Les experts s’efforcent d’analyser les causes de cette catastrophe, qui semble résulter de l’effondrement d’un glacier et des roches qui l’entourent. Ce phénomène a engendré un torrent d’eau capable d’emporter tout sur son passage. Toutefois, une partie de la population remet en question cette explication, avançant des théories selon lesquelles la Chine, dont la frontière est à proximité, serait impliquée. À ce jour, aucune preuve ne soutient cette hypothèse, et les scientifiques interrogés par 20 Minutes rejettent cette théorie.
Les accusations proviennent d’un compte de « journalisme d’investigation » sur X, nommé « Népal Correspondance », qui suggère que les infrastructures civiles chinoises situées en amont sont responsables des récents éboulements. Les journalistes mettent en avant le village de Gyirong, situé juste au-dessus de la frontière népalaise, sur le lit de la rivière Trishuli, où le torrent s’est déchaîné. Ils affirment que ces nouvelles constructions, dans le cadre d’une opération d’installation à la frontière, perturbent l’écosystème local, notamment en creusant dans les collines, ce qui pourrait augmenter la vitesse des courants.
Cependant, les scientifiques s’accordent à dire que la Chine n’est pas responsable de l’éboulement de mercredi. Jérôme Lavé, directeur de recherche au CNRS, souligne que l’emplacement de l’effondrement, éloigné de plusieurs kilomètres de la frontière chinoise, exonère ce pays de toute responsabilité. Il note également l’absence de constructions sur le versant nord du massif Langtang, qui auraient pu influencer l’écosystème.
« C’est un phénomène totalement naturel », déclare le chercheur. Il explique que, d’après les données satellites et sismiques disponibles, un éboulement massif de roche et de glace s’est produit sur le versant nord du massif Langtang.
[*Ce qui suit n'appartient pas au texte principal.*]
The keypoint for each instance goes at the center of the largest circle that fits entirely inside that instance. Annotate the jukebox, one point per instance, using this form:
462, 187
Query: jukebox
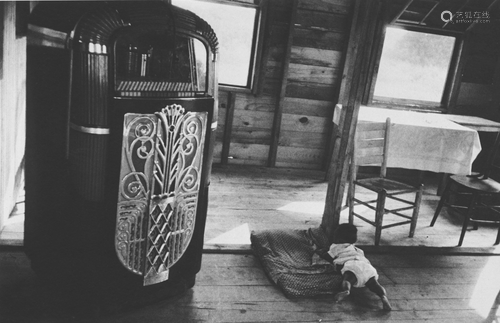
121, 114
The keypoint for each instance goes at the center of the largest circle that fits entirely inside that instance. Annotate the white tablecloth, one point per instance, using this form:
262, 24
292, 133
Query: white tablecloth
426, 141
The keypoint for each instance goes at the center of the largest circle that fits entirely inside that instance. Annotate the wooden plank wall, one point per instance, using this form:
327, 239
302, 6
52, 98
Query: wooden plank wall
12, 107
312, 80
480, 79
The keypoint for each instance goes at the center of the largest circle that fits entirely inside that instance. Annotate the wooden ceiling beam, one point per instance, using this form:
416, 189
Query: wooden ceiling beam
398, 15
459, 9
429, 13
490, 7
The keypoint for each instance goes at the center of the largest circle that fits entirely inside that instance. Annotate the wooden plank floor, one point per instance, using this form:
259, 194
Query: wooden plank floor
233, 288
246, 198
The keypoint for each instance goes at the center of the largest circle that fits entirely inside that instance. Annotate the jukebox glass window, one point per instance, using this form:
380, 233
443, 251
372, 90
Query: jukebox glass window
160, 63
236, 26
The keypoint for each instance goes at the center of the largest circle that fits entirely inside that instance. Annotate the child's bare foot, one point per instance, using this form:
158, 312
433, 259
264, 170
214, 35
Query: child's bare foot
346, 290
339, 297
385, 303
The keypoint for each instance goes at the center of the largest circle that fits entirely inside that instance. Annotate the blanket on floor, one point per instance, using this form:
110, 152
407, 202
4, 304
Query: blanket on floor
288, 257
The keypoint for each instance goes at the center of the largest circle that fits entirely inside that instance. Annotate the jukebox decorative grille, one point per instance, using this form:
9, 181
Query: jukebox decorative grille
161, 163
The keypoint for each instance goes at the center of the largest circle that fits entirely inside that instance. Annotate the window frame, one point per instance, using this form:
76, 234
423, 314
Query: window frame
255, 70
406, 104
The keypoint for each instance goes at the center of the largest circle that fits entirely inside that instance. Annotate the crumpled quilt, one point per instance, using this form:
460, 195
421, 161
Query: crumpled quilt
289, 260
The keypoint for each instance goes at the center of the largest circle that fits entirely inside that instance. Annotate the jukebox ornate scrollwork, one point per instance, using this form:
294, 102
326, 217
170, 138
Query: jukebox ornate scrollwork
160, 173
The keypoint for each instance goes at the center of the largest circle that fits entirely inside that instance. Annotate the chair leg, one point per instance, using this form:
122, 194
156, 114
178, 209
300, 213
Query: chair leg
442, 201
379, 216
350, 201
470, 209
497, 241
416, 210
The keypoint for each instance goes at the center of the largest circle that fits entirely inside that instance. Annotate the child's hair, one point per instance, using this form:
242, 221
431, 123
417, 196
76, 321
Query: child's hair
346, 233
En chutant presque verticalement sur près de 1 000 mètres, cet événement a généré un « bruit sismique » équivalent à un tremblement de terre de magnitude 5,2 sur l’échelle de Richter.
Ce « bruit » a été détecté par l’Institut d’études géologiques des États-Unis, qui a publié un rapport confirmant que les premières analyses, bien que suggérant un tremblement de terre, indiquent en réalité qu’une coulée de débris et un effondrement glaciaire sont à l’origine de l’énergie sismique observée.
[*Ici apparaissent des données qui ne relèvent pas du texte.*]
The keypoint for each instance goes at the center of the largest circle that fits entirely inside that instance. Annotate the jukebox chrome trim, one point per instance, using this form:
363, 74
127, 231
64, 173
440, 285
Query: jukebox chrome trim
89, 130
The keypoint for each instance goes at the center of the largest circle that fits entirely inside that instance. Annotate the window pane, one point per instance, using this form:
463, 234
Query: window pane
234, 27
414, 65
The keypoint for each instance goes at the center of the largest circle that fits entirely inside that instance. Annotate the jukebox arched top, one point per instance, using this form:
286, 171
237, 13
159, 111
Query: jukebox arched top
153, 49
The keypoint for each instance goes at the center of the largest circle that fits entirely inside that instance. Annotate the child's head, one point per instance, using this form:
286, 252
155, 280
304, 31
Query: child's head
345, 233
Suite à cette chute, un nuage de poussière, de glace et de débris a rejoint la rivière Trishuli, qui a ensuite atteint le poste-frontière entre la Chine et le Népal, dont les images de destruction ont fait le tour du monde. « Cette avalanche va progressivement perdre en énergie, fondre, et se transformer en coulée de boue », explique Jérôme Lavé. En accumulant débris, végétation et matériaux de construction, la coulée emporte tout sur son passage.
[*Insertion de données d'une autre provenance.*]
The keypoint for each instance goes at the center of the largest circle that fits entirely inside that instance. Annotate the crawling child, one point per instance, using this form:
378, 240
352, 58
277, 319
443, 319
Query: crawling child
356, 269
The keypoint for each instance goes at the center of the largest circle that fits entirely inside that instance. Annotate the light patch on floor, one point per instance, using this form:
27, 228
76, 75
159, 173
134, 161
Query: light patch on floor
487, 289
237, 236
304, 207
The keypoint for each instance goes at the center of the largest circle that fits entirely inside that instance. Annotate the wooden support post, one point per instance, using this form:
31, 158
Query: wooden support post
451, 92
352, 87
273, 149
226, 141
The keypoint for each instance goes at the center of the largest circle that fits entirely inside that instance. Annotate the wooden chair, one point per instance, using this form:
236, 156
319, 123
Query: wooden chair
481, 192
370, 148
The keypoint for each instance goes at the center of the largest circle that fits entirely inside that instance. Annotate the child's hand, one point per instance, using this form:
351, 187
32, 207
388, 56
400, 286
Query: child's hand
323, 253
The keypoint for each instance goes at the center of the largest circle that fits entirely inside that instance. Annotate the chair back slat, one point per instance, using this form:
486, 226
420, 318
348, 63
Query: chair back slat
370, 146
Le chercheur insiste sur le fait qu’aucun élément ne permet de blâmer la Chine pour cette catastrophe. Il évoque plutôt le réchauffement climatique comme un facteur aggravant de l’éboulement. Selon lui, cette tragédie devrait inciter les pays de montagne à réfléchir sur l’occupation des sols en aval : « Doit-on construire toujours plus près de la rivière ? »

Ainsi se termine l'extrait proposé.